Bioclimatic Ecosystem Resilience Index (BERI) [BIP]

Ecosystem resilience is addressed by focusing on the capacity of ecosystems to retain biological diversity in the face of ongoing, and uncertain, climate change. The approach uses existing global modelling of spatial turnover in species composition within three broad biological groups (plants, invertebrates and vertebrates) to scale projected changes in composition under a plausible range of climate scenarios. These projections serve as filters through which to analyse the configuration of habitat observed for a particular year (past to present) – represented as a grid in which cells have been scored in terms of habitat condition. The BERI is then calculated, for each cell in this grid, as a function of the connectedness of that cell to areas of natural habitat in the surrounding landscape which are projected to support a similar composition of species under climate change to that currently associated with the focal cell. Results can then be aggregated to report on status and trends for any desired set of reporting units – e.g. ecoregions, countries, or ecosystem types.
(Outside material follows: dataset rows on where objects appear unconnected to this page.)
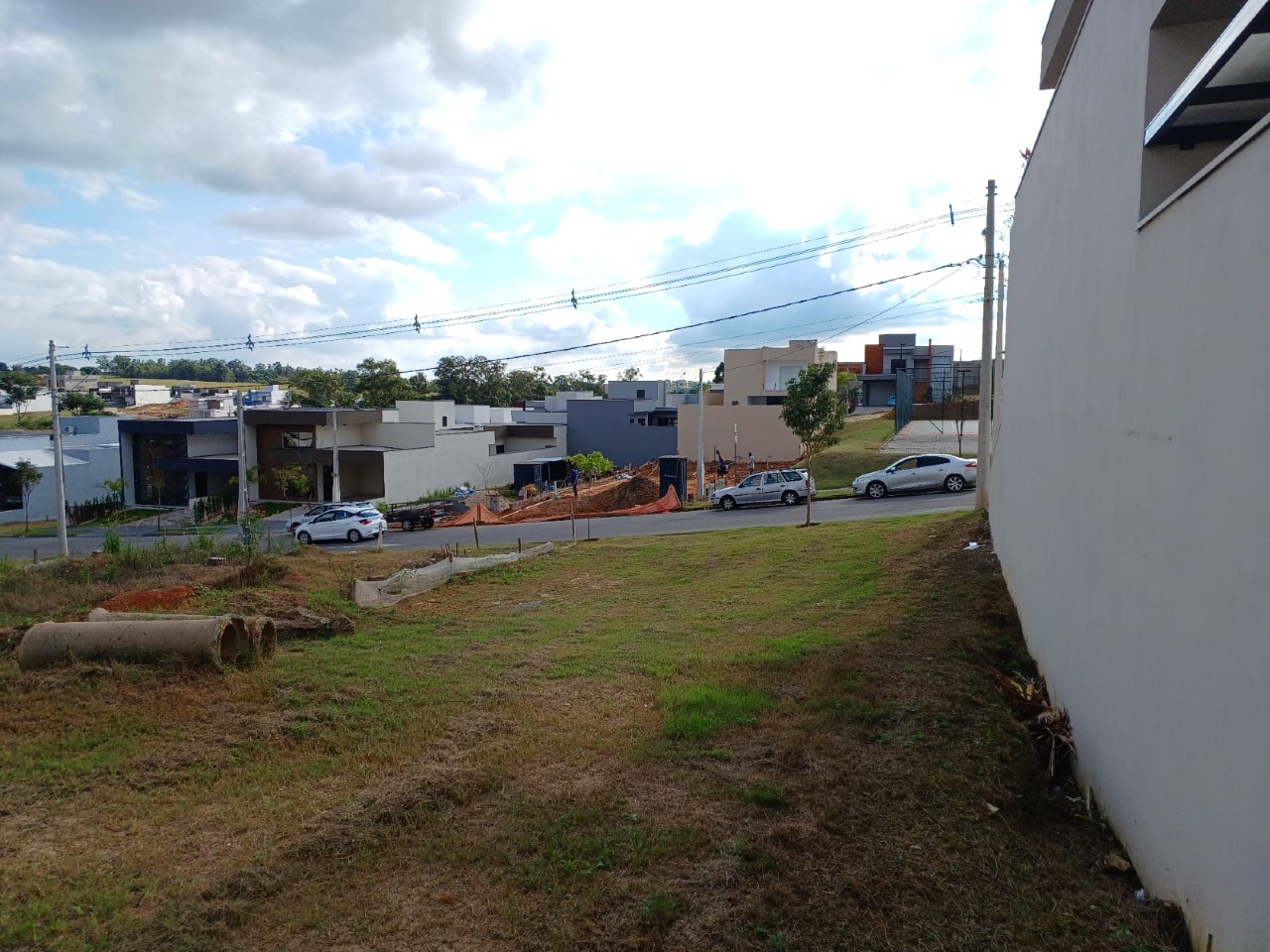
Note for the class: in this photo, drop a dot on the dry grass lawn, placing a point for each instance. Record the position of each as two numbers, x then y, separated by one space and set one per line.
780 739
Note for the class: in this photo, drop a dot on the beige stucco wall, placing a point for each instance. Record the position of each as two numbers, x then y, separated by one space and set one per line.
1128 486
760 429
454 460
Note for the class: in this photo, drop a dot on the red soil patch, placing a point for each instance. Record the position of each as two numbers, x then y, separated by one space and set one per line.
622 494
150 599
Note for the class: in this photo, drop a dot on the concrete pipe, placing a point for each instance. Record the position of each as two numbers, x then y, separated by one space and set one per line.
213 642
258 629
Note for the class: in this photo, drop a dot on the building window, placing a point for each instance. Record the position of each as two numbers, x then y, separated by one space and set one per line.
1207 84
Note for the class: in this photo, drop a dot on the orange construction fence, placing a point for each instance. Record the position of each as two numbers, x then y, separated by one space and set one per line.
483 516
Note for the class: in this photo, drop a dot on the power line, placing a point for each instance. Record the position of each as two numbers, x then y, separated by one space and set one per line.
354 375
624 291
719 320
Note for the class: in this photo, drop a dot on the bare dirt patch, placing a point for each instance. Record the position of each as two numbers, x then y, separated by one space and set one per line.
621 494
167 599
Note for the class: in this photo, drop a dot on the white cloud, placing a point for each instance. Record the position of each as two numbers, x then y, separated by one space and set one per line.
522 150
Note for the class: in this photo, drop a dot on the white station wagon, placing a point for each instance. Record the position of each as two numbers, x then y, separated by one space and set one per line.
785 486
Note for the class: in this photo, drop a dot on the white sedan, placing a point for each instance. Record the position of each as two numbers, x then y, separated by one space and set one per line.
345 524
917 474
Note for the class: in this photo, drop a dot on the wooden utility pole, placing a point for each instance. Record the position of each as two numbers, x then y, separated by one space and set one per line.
334 456
64 544
989 234
996 363
244 495
701 433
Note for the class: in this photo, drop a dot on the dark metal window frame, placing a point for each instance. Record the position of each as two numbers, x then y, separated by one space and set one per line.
1194 89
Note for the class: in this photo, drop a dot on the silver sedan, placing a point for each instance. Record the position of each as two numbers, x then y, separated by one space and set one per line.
919 474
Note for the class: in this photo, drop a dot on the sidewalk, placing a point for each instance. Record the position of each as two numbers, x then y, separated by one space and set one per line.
935 436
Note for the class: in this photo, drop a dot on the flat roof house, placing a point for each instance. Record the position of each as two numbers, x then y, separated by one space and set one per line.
744 414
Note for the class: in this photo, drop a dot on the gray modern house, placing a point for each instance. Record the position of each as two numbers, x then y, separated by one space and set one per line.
631 426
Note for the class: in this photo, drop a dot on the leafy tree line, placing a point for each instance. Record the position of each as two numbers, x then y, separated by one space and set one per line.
373 384
189 368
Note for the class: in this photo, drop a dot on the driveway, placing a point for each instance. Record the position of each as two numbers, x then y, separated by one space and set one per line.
935 436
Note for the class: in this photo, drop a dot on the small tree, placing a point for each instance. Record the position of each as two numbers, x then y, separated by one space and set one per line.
816 414
116 489
21 386
28 477
590 465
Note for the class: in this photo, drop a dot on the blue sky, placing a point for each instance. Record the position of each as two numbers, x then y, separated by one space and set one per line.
189 173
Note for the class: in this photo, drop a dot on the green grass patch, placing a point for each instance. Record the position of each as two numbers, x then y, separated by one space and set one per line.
81 914
697 711
661 910
852 454
562 852
767 796
789 649
39 527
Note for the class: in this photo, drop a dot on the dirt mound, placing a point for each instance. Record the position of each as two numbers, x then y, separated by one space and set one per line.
150 599
622 494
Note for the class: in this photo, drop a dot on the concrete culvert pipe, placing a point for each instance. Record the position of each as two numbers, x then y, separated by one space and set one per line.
257 631
212 642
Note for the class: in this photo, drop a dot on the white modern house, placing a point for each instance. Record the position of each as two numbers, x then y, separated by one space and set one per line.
90 456
399 454
1128 483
This framework is underpinned by global models of spatial turnover in species composition previously established as part of CSIRO’s Biogeographic modelling Infrastructure for Large-scale Biodiversity Indicators (BILBI; Hoskins et al. 2018). These correlative models predict the compositional turnover (also known as “compositional dissimilarity” or “pairwise beta diversity”) expected between any two grid-cells on the planet as a function of fine-scaled spatial variation in climate, terrain and soils within major biomes and biogeographic realms. The models were fitted to best-available occurrence records for large numbers of species, and best-available environmental surfaces, using generalised dissimilarity modelling. Nonlinear functions generated by this model-fitting process describe the relative importance of different environmental gradients in driving spatial turnover in species composition, and how rates of turnover vary between different positions along each of these gradients.